Ovarian Hyperstimulation Syndrome
Stimulating the ovaries with fertility medications comes with
its own set of complications. As mentioned above, multiple pregnancy is a risk when several follicles develop beyond a certain
size. If your infertility doctor finds the risk too great, he might discontinue treatment or recommend converting the cycle
to IVF. We try to avoid excessive multiples (three or more) at all cost as multiple pregnancies are associated with higher
rates of miscarriage and pre-term delivery. Ovarian Hyperstimulation Syndrome is a fairly uncommon condition which results
in pain in the abdomen caused by enlarged ovaries and a collection of fluid in the abdomen due to excessive stimulation from
fertility drugs. This condition does not usually require hospitalization and will resolve on its own once the medication is
stopped.
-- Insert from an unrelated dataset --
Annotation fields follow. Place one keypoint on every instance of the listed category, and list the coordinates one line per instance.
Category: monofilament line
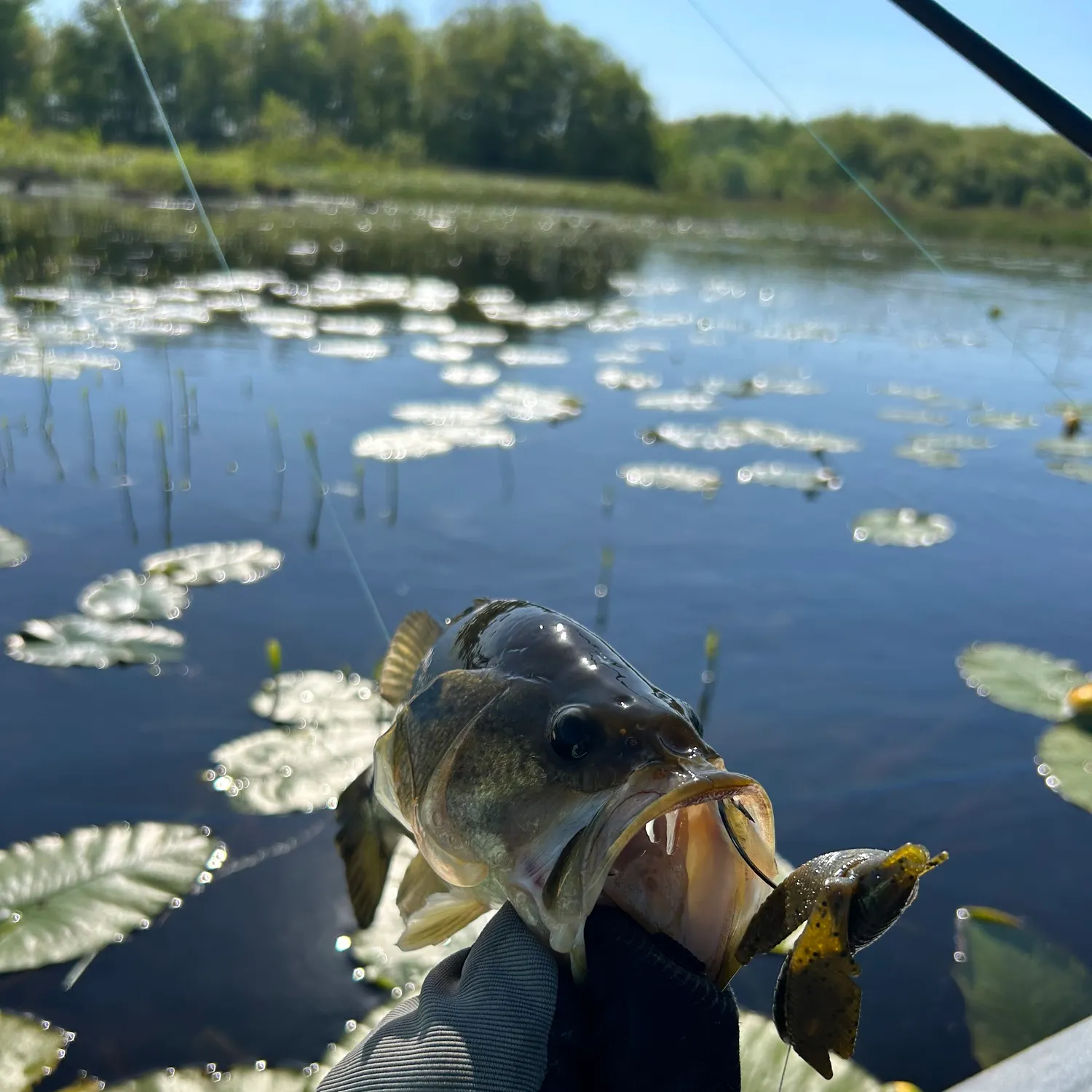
(174, 144)
(855, 178)
(162, 115)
If the pain becomes too uncomfortable for the patient, the abdominal fluid can be aspirated during a quick in-office
procedure.
Chance of Success
The success rates of superovulation and IUI are around 20% provided that the
male partner’s sperm count is within certain limits and the female’s tubes are healthy.
If we see success
with IUI, it usually occurs within one to five attempts. If not, there tends to be some underlying factor causing
the infertility and depending on the age of the female partner, the doctor may recommend a more aggressive treatment such
as IVF. IUI is currently a very popular and quite successful treatment for infertility. Although it is not as successful as
IVF on a per cycle basis, it is a less traumatic and less expensive method of treatment.